10. Statistics can help decide the authorship of literary works. Researchers have reviewed the
sonnets of Sir Edward Dyer and calculated the number of new words (words not used in
any of his other works) in each one. The number of new words in the sonnets of Sir
Edward Dyer is Normally distributed with a mean of 𝜇 = 6.9 and a standard deviation of
𝜎 = 2.7 words. Now a new manuscript has come to light with many new sonnets, and
scholars are debating whether it is the poet’s work. They take a simple random sample of
five sonnets from the new manuscript and count the number of new words in each one.
We expect poems by another author to contain more new words than found in the
Elizabethan poet’s poems.
When you examine the five new works, you find that the mean number of new words is 𝑥̅
= 9.2. Below is a dot plot showing the results of simulating 200 samples of size 5 from a
Normal distribution with a mean of 6.9 and a standard deviation of 2.7, and calculating the
mean for each sample. Use the results of this simulation study to estimate the P-value of
this test, and draw an appropriate conclusion using significance level of α = 0.05.
11. When a law firm represents a group of people in a class action lawsuit and wins that
lawsuit, the firm receives a percentage of the group’s monetary settlement. That
settlement amount is based on the total number of people in the group – the larger the
group and the larger the settlement, the more money the firm will receive.
A law firm is trying to decide whether to represent car owners in a class action lawsuit against
the manufacturer of a certain make and model for a particular defect. If 5 percent or less of the
cars of this make and model have the defect, the firm will not recover its expenses. Therefore,
the firm will handle the lawsuit only if it is convinced that more than 5 percent of cars of this
make and model have the defect. The firm plans to take a random sample of 1,000 people who
bought this car and ask them if they experienced this defect in their cars.

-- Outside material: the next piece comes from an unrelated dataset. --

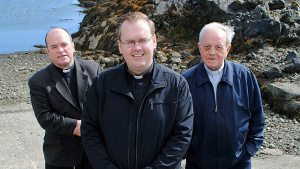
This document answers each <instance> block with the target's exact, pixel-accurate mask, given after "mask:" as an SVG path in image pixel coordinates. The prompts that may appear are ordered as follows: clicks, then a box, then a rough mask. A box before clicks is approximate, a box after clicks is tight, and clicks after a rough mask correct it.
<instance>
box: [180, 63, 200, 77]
mask: <svg viewBox="0 0 300 169" xmlns="http://www.w3.org/2000/svg"><path fill="white" fill-rule="evenodd" d="M198 66H199V64H198V65H195V66H193V67H191V68H189V69H187V70H186V71H184V72H183V73H182V75H183V77H185V78H188V77H190V76H193V74H194V73H195V72H196V71H197V68H198Z"/></svg>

(a) Define the parameter of interest and state the null and alternative hypotheses that the law
firm should test.
(b) In the context of this situation, describe Type I and Type II errors and describe the
consequences of each of these for the law firm.
(c) Give two ways to reduce the probability of a Type II error.
(d) Give two ways to increase the power of the test.
12. In recent years, the mean yield of corn in the United States has been about 120 bushels per
acre. A survey of 41 farmers this year gives a sample mean yield of 123.8 bushels per acre
and a standard deviation of 10 bushels per acre. The farmers surveyed are a SRS from the
population of all commercial corn growers. We want to know whether the sample result is
good evidence that the national mean this year is different from 120 bushels per acre. Use
a = 0.01. Follow the 4-step process.